帰途のバスの中では、参加者の「頭の体操」の時間。お題を「山口、長府、門司港」として、一句詠んで頂こうという企画。限られた時間ではありましたが、皆さんのご協力で沢山の「作品」を頂戴することができました。その中から、「館長の独断」で「館長賞」を3名の方に差し上げました。以下に紹介しますが、作品のすべては、公民館に掲示しておりますのでご来館の折にご覧ください。

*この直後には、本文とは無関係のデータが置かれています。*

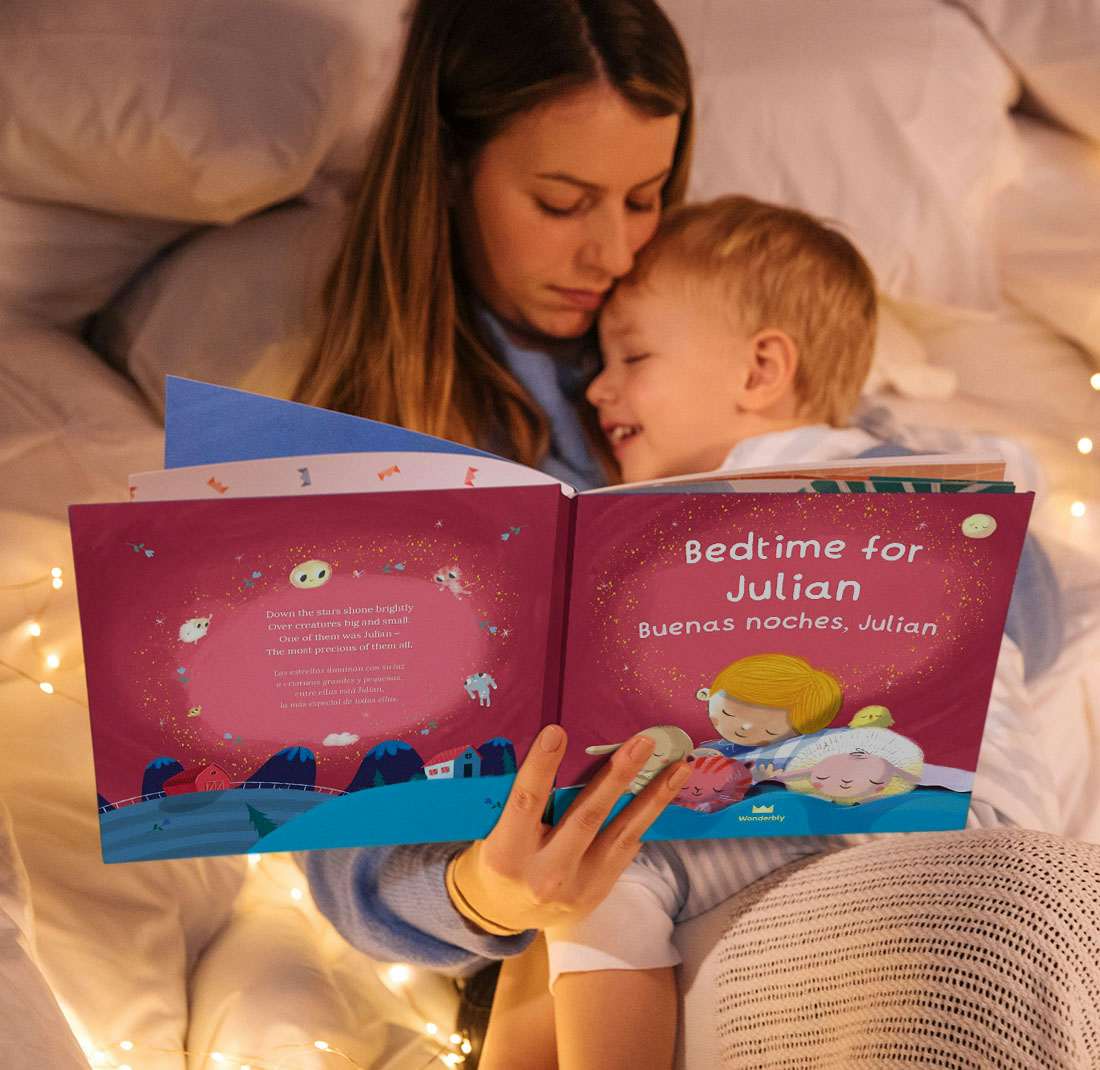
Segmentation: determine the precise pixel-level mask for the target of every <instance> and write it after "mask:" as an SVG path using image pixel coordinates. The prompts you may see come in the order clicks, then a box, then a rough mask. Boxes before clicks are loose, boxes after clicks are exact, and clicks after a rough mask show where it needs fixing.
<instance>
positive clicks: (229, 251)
mask: <svg viewBox="0 0 1100 1070" xmlns="http://www.w3.org/2000/svg"><path fill="white" fill-rule="evenodd" d="M344 220H345V217H344V208H343V205H342V202H340V201H339V200H338V199H335V198H333V199H331V200H322V201H320V202H312V203H298V205H288V206H283V207H281V208H277V209H273V210H272V211H268V212H265V213H263V214H261V216H255V217H253V218H251V219H248V220H244V221H243V222H241V223H237V224H235V225H233V227H228V228H218V229H215V230H208V231H204V232H202V233H200V234H197V235H196V236H194V238H191V239H189V240H188V241H186V242H184V243H183V244H182V245H180V246H178V247H177V249H175V250H173V251H172V252H171V253H169V254H168V255H167V256H166V257H164V258H163V260H162V261H161V262H160V263H157V264H156V265H155V266H154V267H153V268H152V269H151V271H149V272H146V273H145V274H144V275H142V277H141V278H139V279H138V280H136V283H135V284H134V285H133V286H132V287H131V288H130V289H129V290H128V291H127V293H125V294H124V295H122V296H121V297H120V298H119V300H117V301H116V302H114V304H113V305H111V306H110V307H108V308H107V309H106V310H105V311H103V313H102V315H101V316H100V317H99V320H98V323H97V327H96V330H95V333H94V335H92V344H94V345H95V346H96V348H97V349H98V350H99V351H100V352H101V353H103V354H106V355H107V356H108V358H109V360H110V361H111V362H112V363H113V364H114V365H116V366H117V367H119V368H121V369H124V371H125V372H127V373H128V374H129V375H130V376H131V377H132V378H133V379H134V382H135V383H136V384H138V386H139V387H140V388H141V390H142V391H143V393H144V395H145V397H146V399H147V400H149V402H150V405H152V406H153V408H154V410H155V411H156V412H158V413H162V415H163V411H164V377H165V375H166V374H169V373H171V374H173V375H183V376H185V377H187V378H196V379H202V380H204V382H207V383H218V384H220V385H222V386H238V385H240V384H241V382H242V379H244V378H245V377H246V376H250V375H251V374H252V373H253V372H254V369H255V368H256V366H257V365H259V364H260V363H261V361H262V360H264V358H266V360H267V362H268V364H271V365H272V366H278V365H279V364H281V363H283V364H285V366H286V367H288V368H289V367H290V366H292V363H293V361H292V360H290V356H289V355H288V356H287V361H286V362H281V361H279V360H278V354H277V351H278V349H279V348H281V346H284V345H287V346H289V345H295V346H297V345H299V344H300V339H301V337H303V335H304V333H305V332H306V331H307V326H306V324H307V322H308V320H309V315H310V311H311V310H312V309H313V308H315V307H316V301H317V299H318V296H319V294H320V289H321V286H322V284H323V282H324V278H326V275H327V273H328V269H329V267H330V266H331V263H332V260H333V257H334V256H335V253H337V250H338V247H339V244H340V241H341V239H342V236H343V228H344ZM266 385H267V386H272V385H273V384H266ZM274 385H275V386H276V387H278V386H279V384H274ZM287 385H288V384H282V387H284V388H285V387H286V386H287ZM259 387H260V384H256V383H255V380H252V382H251V383H250V389H251V388H259ZM264 393H273V391H272V390H271V389H265V390H264ZM274 393H283V389H276V390H275V391H274Z"/></svg>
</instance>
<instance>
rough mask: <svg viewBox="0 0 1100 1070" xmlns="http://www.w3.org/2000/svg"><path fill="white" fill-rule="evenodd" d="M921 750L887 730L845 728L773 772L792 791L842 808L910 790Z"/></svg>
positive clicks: (911, 786) (913, 785) (820, 742)
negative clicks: (845, 806) (784, 768)
mask: <svg viewBox="0 0 1100 1070" xmlns="http://www.w3.org/2000/svg"><path fill="white" fill-rule="evenodd" d="M923 771H924V753H923V751H922V750H921V748H920V747H917V746H916V743H914V742H913V741H912V740H911V739H906V738H905V737H904V736H899V735H898V732H893V731H891V730H890V729H889V728H847V729H843V730H840V731H835V732H829V735H827V736H823V737H822V738H821V739H818V740H816V741H815V742H812V743H809V744H807V746H806V747H803V748H802V750H800V751H799V752H798V753H796V754H795V755H794V758H792V759H791V761H790V762H789V763H788V765H787V769H784V770H782V771H777V772H773V773H772V774H771V776H770V777H769V779H770V780H778V781H782V782H783V783H785V784H787V786H788V787H789V788H790V790H791V791H794V792H802V793H803V794H806V795H815V796H816V797H817V798H824V799H827V801H829V802H833V803H838V804H840V805H842V806H854V805H856V804H857V803H866V802H868V801H869V799H872V798H883V797H886V796H887V795H901V794H903V793H905V792H911V791H912V790H913V788H914V787H915V786H916V785H917V784H919V783H920V781H921V773H922V772H923Z"/></svg>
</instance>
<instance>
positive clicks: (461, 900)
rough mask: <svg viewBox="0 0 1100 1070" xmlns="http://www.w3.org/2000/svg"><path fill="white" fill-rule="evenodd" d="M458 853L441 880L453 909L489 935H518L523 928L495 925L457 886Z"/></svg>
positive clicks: (458, 858) (451, 862) (519, 933)
mask: <svg viewBox="0 0 1100 1070" xmlns="http://www.w3.org/2000/svg"><path fill="white" fill-rule="evenodd" d="M460 857H461V856H460V854H455V856H454V858H452V859H451V861H450V862H448V863H447V869H445V870H444V872H443V881H444V883H445V885H447V894H448V895H450V897H451V902H452V903H453V904H454V907H455V909H456V911H458V912H459V913H460V914H461V915H462V916H463V917H464V918H465V919H466V920H467V922H473V923H474V925H476V926H477V927H478V928H481V929H484V930H485V931H486V933H488V934H489V935H491V936H518V935H519V934H520V933H524V931H526V930H525V929H509V928H506V927H505V926H503V925H497V923H496V922H491V920H489V919H488V918H487V917H485V915H484V914H482V913H481V912H480V911H477V909H476V908H475V907H474V906H473V904H472V903H471V902H470V900H467V898H466V897H465V896H464V895H463V894H462V891H461V889H460V887H459V883H458V881H456V880H455V876H454V870H455V869H456V868H458V864H459V858H460Z"/></svg>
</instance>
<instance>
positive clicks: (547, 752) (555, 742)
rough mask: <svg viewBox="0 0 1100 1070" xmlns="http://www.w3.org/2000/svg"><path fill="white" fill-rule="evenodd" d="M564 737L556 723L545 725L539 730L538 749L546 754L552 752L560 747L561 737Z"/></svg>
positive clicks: (561, 730)
mask: <svg viewBox="0 0 1100 1070" xmlns="http://www.w3.org/2000/svg"><path fill="white" fill-rule="evenodd" d="M564 738H565V733H564V732H563V731H562V730H561V728H559V727H558V726H557V725H547V727H546V728H543V729H542V731H541V732H539V749H540V750H544V751H546V752H547V753H548V754H552V753H553V752H554V751H555V750H558V748H559V747H561V741H562V739H564Z"/></svg>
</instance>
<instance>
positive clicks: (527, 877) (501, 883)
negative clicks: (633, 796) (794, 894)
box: [447, 725, 691, 936]
mask: <svg viewBox="0 0 1100 1070" xmlns="http://www.w3.org/2000/svg"><path fill="white" fill-rule="evenodd" d="M652 751H653V741H652V740H651V739H649V738H648V737H646V736H635V737H634V739H631V740H630V741H629V742H627V743H626V746H624V747H620V748H619V749H618V750H617V751H616V752H615V753H614V754H613V755H612V758H610V760H609V761H608V762H607V763H606V765H604V768H603V769H602V770H601V771H599V772H598V773H597V774H596V776H595V777H594V779H593V780H592V782H591V783H590V784H587V786H586V787H585V788H584V790H583V791H582V792H581V794H580V795H577V797H576V798H575V799H574V801H573V803H572V805H571V806H570V807H569V809H568V810H566V812H565V816H564V817H563V818H562V820H561V821H559V823H558V825H555V826H553V827H550V826H548V825H543V824H542V814H543V812H544V810H546V806H547V802H548V799H549V798H550V791H551V788H552V786H553V779H554V774H555V773H557V772H558V766H559V765H560V764H561V760H562V758H563V757H564V753H565V732H564V730H563V729H562V728H561V727H559V726H558V725H550V726H548V727H547V728H543V729H542V731H541V732H540V733H539V736H538V738H537V739H536V741H535V744H533V746H532V747H531V749H530V751H529V752H528V754H527V758H526V759H525V760H524V764H522V765H521V766H520V768H519V772H518V773H517V774H516V782H515V784H513V787H511V793H510V794H509V795H508V802H507V803H506V804H505V806H504V809H503V812H502V813H500V818H499V820H498V821H497V824H496V827H495V828H494V829H493V831H492V832H489V835H488V837H487V838H486V839H484V840H476V841H475V842H473V843H472V845H471V846H470V847H467V848H466V849H465V850H464V851H462V853H461V854H459V856H458V857H456V858H455V859H453V860H452V862H451V864H450V865H449V867H448V871H447V887H448V892H449V893H450V896H451V901H452V902H453V903H454V906H455V908H456V909H458V911H459V913H460V914H462V915H463V917H465V918H466V919H467V920H470V922H472V923H473V924H475V925H477V926H478V927H480V928H482V929H484V930H485V931H487V933H493V934H495V935H498V936H502V935H508V934H514V933H520V931H522V930H525V929H544V928H546V927H547V926H550V925H554V924H557V923H559V922H562V920H565V919H566V918H569V917H572V916H583V915H584V914H587V913H588V912H590V911H592V909H593V908H594V907H595V906H596V905H598V904H599V903H601V902H602V901H603V900H604V897H605V896H606V895H607V893H608V892H609V891H610V889H612V885H613V884H614V883H615V881H616V880H618V876H619V874H620V873H621V872H623V870H625V869H626V867H627V865H628V864H629V863H630V861H631V860H632V859H634V857H635V854H637V853H638V848H639V847H640V846H641V835H642V832H645V831H646V829H647V828H649V826H650V825H651V824H652V823H653V821H654V820H656V819H657V816H658V815H659V814H660V813H661V810H662V809H664V807H665V806H667V805H668V804H669V803H670V802H672V799H673V798H674V797H675V794H676V792H678V791H679V790H680V787H682V786H683V784H684V782H685V781H686V780H687V777H689V776H690V775H691V771H690V769H689V766H687V764H686V763H685V762H676V763H674V764H672V765H670V766H669V768H668V769H665V770H663V771H662V772H661V774H660V775H659V776H657V777H654V779H653V781H652V783H651V784H649V785H648V786H647V787H646V788H645V791H642V792H641V793H640V794H639V795H638V797H637V798H636V799H635V801H634V802H632V803H630V805H629V806H627V807H626V808H625V809H623V810H621V812H620V813H618V814H617V815H616V816H615V819H614V820H613V821H612V823H610V824H609V825H608V826H607V827H606V828H605V829H603V830H601V826H602V825H603V824H604V821H605V820H606V819H607V815H608V814H609V813H610V810H612V808H613V807H614V805H615V803H616V802H617V801H618V798H619V796H621V795H623V793H624V792H625V791H626V790H627V787H628V786H629V784H630V781H631V780H632V779H634V776H635V774H636V773H637V772H638V770H639V769H641V766H642V765H643V764H645V763H646V760H647V759H648V758H649V755H650V754H651V753H652Z"/></svg>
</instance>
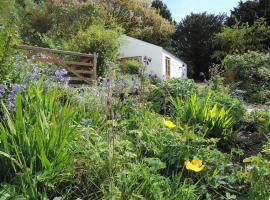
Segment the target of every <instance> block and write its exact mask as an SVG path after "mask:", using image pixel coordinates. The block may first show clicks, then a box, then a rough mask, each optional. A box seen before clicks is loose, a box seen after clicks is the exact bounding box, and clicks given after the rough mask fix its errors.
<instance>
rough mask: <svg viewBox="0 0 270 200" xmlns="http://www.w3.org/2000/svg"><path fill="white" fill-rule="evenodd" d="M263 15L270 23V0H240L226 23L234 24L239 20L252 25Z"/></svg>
mask: <svg viewBox="0 0 270 200" xmlns="http://www.w3.org/2000/svg"><path fill="white" fill-rule="evenodd" d="M262 17H263V18H265V19H266V22H267V23H268V24H270V0H253V1H250V0H249V1H245V2H243V1H240V2H239V4H238V6H237V7H236V8H234V9H233V10H232V11H231V15H230V17H228V19H227V21H226V24H227V25H229V26H232V25H235V24H236V22H237V21H238V22H242V23H246V22H247V23H249V25H252V24H254V22H255V21H257V20H258V19H259V18H262Z"/></svg>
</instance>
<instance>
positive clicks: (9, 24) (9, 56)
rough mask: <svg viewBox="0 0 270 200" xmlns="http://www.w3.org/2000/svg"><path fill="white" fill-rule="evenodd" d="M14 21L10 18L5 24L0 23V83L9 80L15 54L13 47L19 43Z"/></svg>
mask: <svg viewBox="0 0 270 200" xmlns="http://www.w3.org/2000/svg"><path fill="white" fill-rule="evenodd" d="M14 20H15V19H14V18H13V17H12V18H10V19H9V20H8V21H6V22H5V23H3V24H1V23H0V82H2V81H5V80H6V79H8V78H10V72H11V70H12V68H13V66H12V65H13V59H14V57H15V54H16V50H15V49H14V47H15V45H16V44H18V43H19V41H20V39H19V34H18V32H17V30H16V28H17V27H16V25H15V22H14Z"/></svg>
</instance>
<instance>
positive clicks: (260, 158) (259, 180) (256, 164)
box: [244, 155, 270, 200]
mask: <svg viewBox="0 0 270 200" xmlns="http://www.w3.org/2000/svg"><path fill="white" fill-rule="evenodd" d="M244 163H246V171H245V174H244V175H245V176H246V177H245V178H246V180H247V181H248V183H249V184H250V186H251V188H250V190H249V191H248V192H249V196H250V197H252V198H249V199H256V200H257V199H258V200H259V199H260V200H261V199H262V200H267V199H269V198H270V192H269V187H270V182H269V177H270V170H269V169H270V161H269V159H265V158H263V157H262V156H261V155H258V156H252V157H249V158H246V159H244Z"/></svg>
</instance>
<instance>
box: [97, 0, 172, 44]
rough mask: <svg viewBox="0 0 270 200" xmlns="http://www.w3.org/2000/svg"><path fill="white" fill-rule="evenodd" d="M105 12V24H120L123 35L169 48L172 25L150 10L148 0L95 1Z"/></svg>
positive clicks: (153, 11) (156, 10)
mask: <svg viewBox="0 0 270 200" xmlns="http://www.w3.org/2000/svg"><path fill="white" fill-rule="evenodd" d="M97 2H98V3H99V4H102V5H103V6H104V8H105V10H106V12H107V23H108V24H113V23H117V24H120V25H121V26H122V27H123V28H124V29H125V34H127V35H129V36H131V37H135V38H138V39H142V40H145V41H148V42H150V43H153V44H156V45H160V46H163V47H166V46H169V45H170V41H171V37H172V34H173V33H174V31H175V27H174V25H173V24H172V23H171V22H169V21H168V20H166V19H164V18H163V17H162V16H160V15H159V13H158V11H157V10H156V9H155V8H151V5H150V3H149V1H148V0H110V1H108V0H97Z"/></svg>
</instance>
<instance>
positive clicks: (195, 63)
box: [174, 13, 224, 78]
mask: <svg viewBox="0 0 270 200" xmlns="http://www.w3.org/2000/svg"><path fill="white" fill-rule="evenodd" d="M223 19H224V16H220V15H217V16H216V15H211V14H207V13H200V14H194V13H192V14H191V15H188V16H187V17H186V18H184V19H183V20H182V21H181V22H180V23H179V24H178V25H177V28H176V33H175V35H174V43H175V48H176V52H177V54H178V56H179V57H181V58H183V59H184V60H185V62H187V63H188V66H189V67H188V70H190V69H191V67H193V69H192V70H193V72H194V75H193V78H199V73H200V72H203V73H204V74H208V70H209V66H210V64H211V62H212V59H211V55H212V53H213V48H212V46H213V39H214V35H215V34H216V33H218V32H219V31H220V30H221V26H222V22H223ZM189 73H190V72H189Z"/></svg>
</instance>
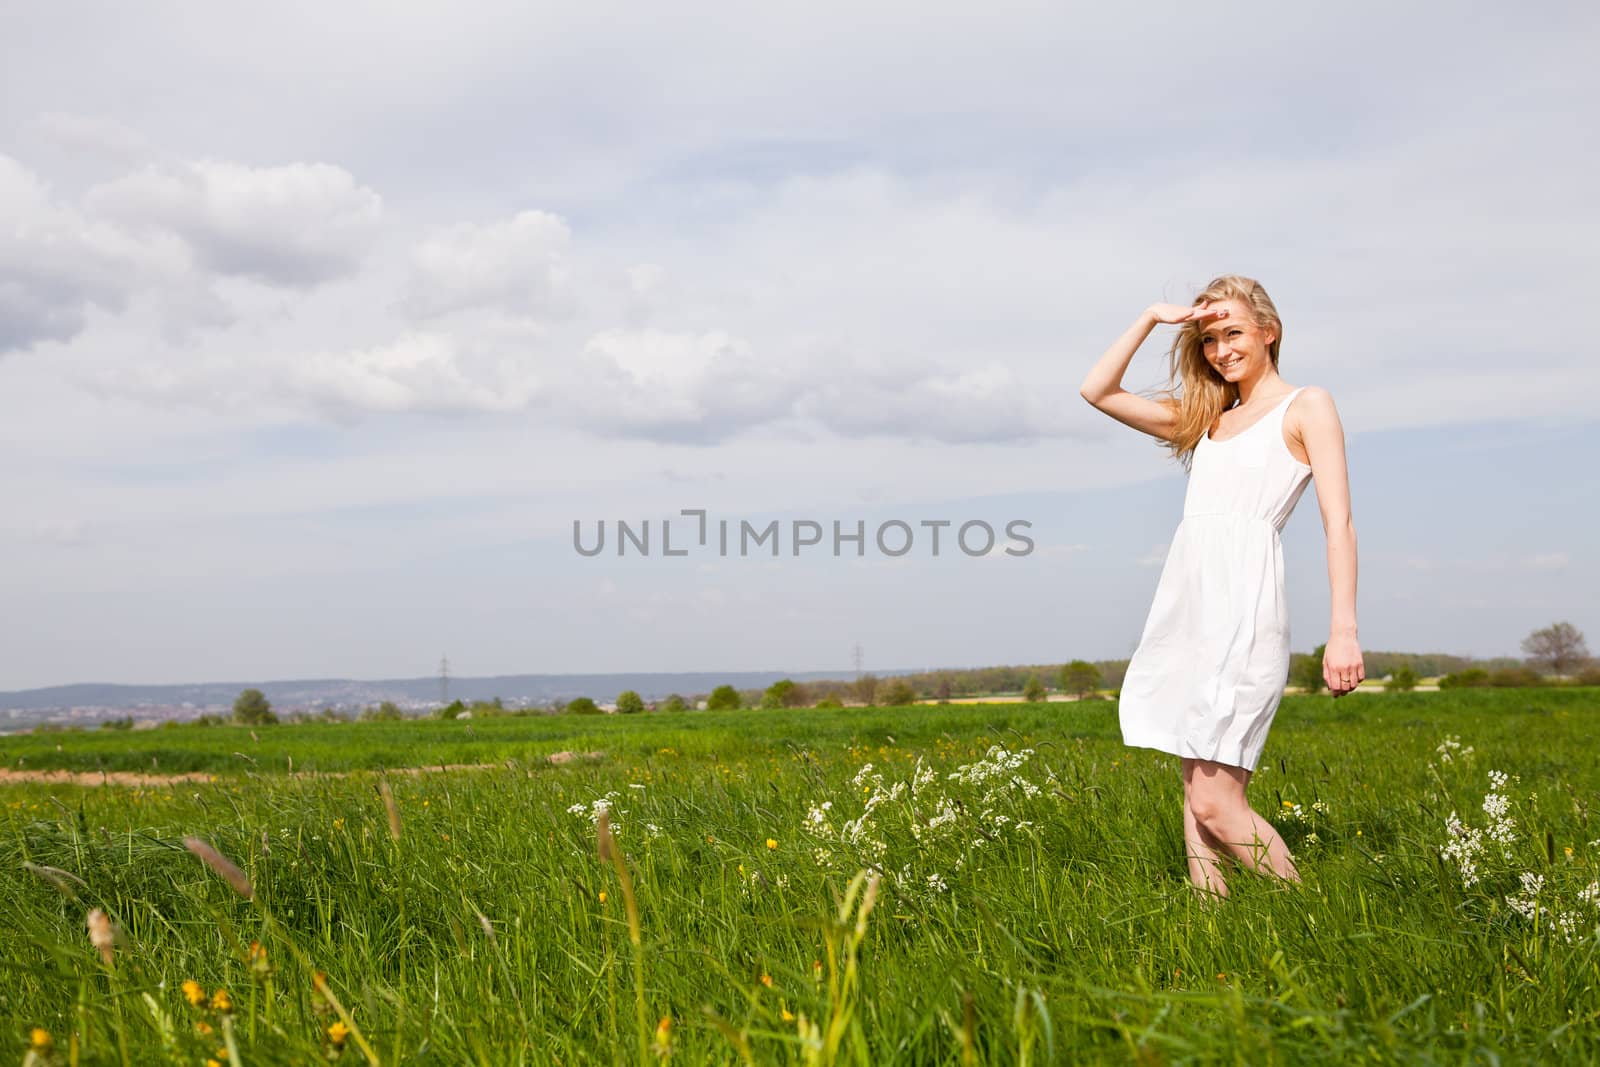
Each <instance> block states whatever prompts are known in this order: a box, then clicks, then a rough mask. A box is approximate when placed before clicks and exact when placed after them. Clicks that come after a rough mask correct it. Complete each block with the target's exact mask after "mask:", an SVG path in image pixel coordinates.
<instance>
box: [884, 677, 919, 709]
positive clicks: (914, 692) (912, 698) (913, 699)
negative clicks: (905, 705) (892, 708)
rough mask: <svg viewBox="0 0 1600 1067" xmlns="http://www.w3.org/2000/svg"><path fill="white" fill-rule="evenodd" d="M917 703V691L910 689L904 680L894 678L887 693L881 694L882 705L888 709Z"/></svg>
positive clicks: (904, 679) (907, 684)
mask: <svg viewBox="0 0 1600 1067" xmlns="http://www.w3.org/2000/svg"><path fill="white" fill-rule="evenodd" d="M915 702H917V689H914V688H910V683H909V681H906V678H894V681H891V683H890V688H888V691H886V693H885V694H883V704H885V705H888V707H904V705H907V704H915Z"/></svg>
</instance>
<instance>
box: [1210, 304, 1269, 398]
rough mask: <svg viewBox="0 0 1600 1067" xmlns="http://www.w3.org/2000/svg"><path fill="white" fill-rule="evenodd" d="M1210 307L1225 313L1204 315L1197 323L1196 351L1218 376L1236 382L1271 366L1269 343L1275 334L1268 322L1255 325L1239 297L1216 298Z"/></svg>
mask: <svg viewBox="0 0 1600 1067" xmlns="http://www.w3.org/2000/svg"><path fill="white" fill-rule="evenodd" d="M1211 307H1213V309H1221V307H1226V309H1227V315H1222V317H1219V318H1208V320H1205V323H1203V325H1202V326H1200V355H1203V357H1205V362H1206V363H1210V365H1211V370H1213V371H1216V374H1218V378H1221V379H1222V381H1227V382H1235V384H1237V382H1240V381H1250V379H1253V378H1258V376H1261V374H1266V373H1267V371H1269V370H1272V352H1270V350H1269V346H1270V344H1272V341H1274V338H1275V336H1277V334H1275V333H1274V330H1272V325H1270V323H1269V325H1266V326H1258V325H1256V322H1254V318H1251V310H1250V304H1245V302H1243V301H1218V302H1216V304H1211Z"/></svg>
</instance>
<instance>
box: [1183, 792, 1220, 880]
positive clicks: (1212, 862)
mask: <svg viewBox="0 0 1600 1067" xmlns="http://www.w3.org/2000/svg"><path fill="white" fill-rule="evenodd" d="M1219 848H1221V843H1219V841H1218V840H1216V838H1213V837H1211V835H1210V833H1206V832H1205V830H1202V829H1200V824H1198V822H1195V813H1194V811H1192V809H1190V808H1189V790H1187V789H1186V790H1184V853H1186V854H1187V856H1189V881H1192V883H1194V886H1195V888H1197V889H1202V891H1205V893H1211V894H1214V896H1219V897H1222V896H1227V881H1226V880H1224V878H1222V856H1221V853H1219V851H1218V849H1219Z"/></svg>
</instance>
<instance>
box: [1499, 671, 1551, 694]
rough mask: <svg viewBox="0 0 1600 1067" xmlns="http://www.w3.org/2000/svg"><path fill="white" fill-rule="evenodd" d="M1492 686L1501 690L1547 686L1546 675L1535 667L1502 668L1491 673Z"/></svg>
mask: <svg viewBox="0 0 1600 1067" xmlns="http://www.w3.org/2000/svg"><path fill="white" fill-rule="evenodd" d="M1490 685H1493V686H1499V688H1514V689H1515V688H1523V686H1536V685H1546V678H1544V675H1541V673H1539V672H1538V670H1534V669H1533V667H1501V669H1499V670H1491V672H1490Z"/></svg>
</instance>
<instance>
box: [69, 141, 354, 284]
mask: <svg viewBox="0 0 1600 1067" xmlns="http://www.w3.org/2000/svg"><path fill="white" fill-rule="evenodd" d="M85 203H86V206H88V210H90V211H93V213H96V214H101V216H104V218H109V219H117V221H120V222H123V224H126V226H130V227H136V229H139V230H141V232H155V234H163V232H170V234H176V235H178V237H181V238H182V240H184V242H186V243H187V245H189V248H190V250H192V251H194V254H195V259H197V262H198V264H200V266H202V267H203V269H206V270H211V272H214V274H222V275H237V277H243V278H253V280H256V282H262V283H267V285H283V286H291V288H307V286H312V285H317V283H320V282H328V280H331V278H338V277H346V275H349V274H354V272H355V270H357V267H358V266H360V262H362V258H363V256H365V254H366V250H368V248H370V245H371V242H373V238H374V237H376V232H378V222H379V221H381V218H382V198H381V197H379V195H378V194H376V192H373V190H371V189H368V187H365V186H358V184H357V182H355V179H354V178H352V176H350V173H349V171H346V170H344V168H341V166H333V165H330V163H288V165H282V166H246V165H242V163H232V162H227V160H214V158H202V160H194V162H187V163H163V165H154V163H152V165H146V166H142V168H139V170H138V171H134V173H131V174H125V176H122V178H117V179H112V181H109V182H102V184H99V186H96V187H94V189H91V190H90V192H88V195H86V198H85Z"/></svg>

『五月雨に 東行の 声を聴き』(秀徳英介さん)…東行(とうぎょう)は、高杉晋作の号。『水無月に 君を思って レトロ町』(森田やす子さん) 『家光の ふくろうあいらし 梅雨の長府路』(猿渡悦子さん)…家光は、ふくろうの絵が得意で、藩祖・元秀にその絵を贈ったという逸話を、歴史博物館学芸員が紹介されました。
昼食は大変豪華で、「ふく」や「瓦蕎麦」など、山口の名物をもりこんだ品々で、参加者の皆さんにも大好評でした。午後の「門司港レトロ」での自由時間では、皆さん、買い物や門司港駅などの見物に夫々楽しんでいらっしゃいました。この日は、「歩く」ことがメインでしたので、バスハイク終了の頃は、どなたも「お疲れ」でしたでしょう⁉来年も、新たな企画を提案できますように、スタッフ一同「無い知恵」を絞って頑張ります。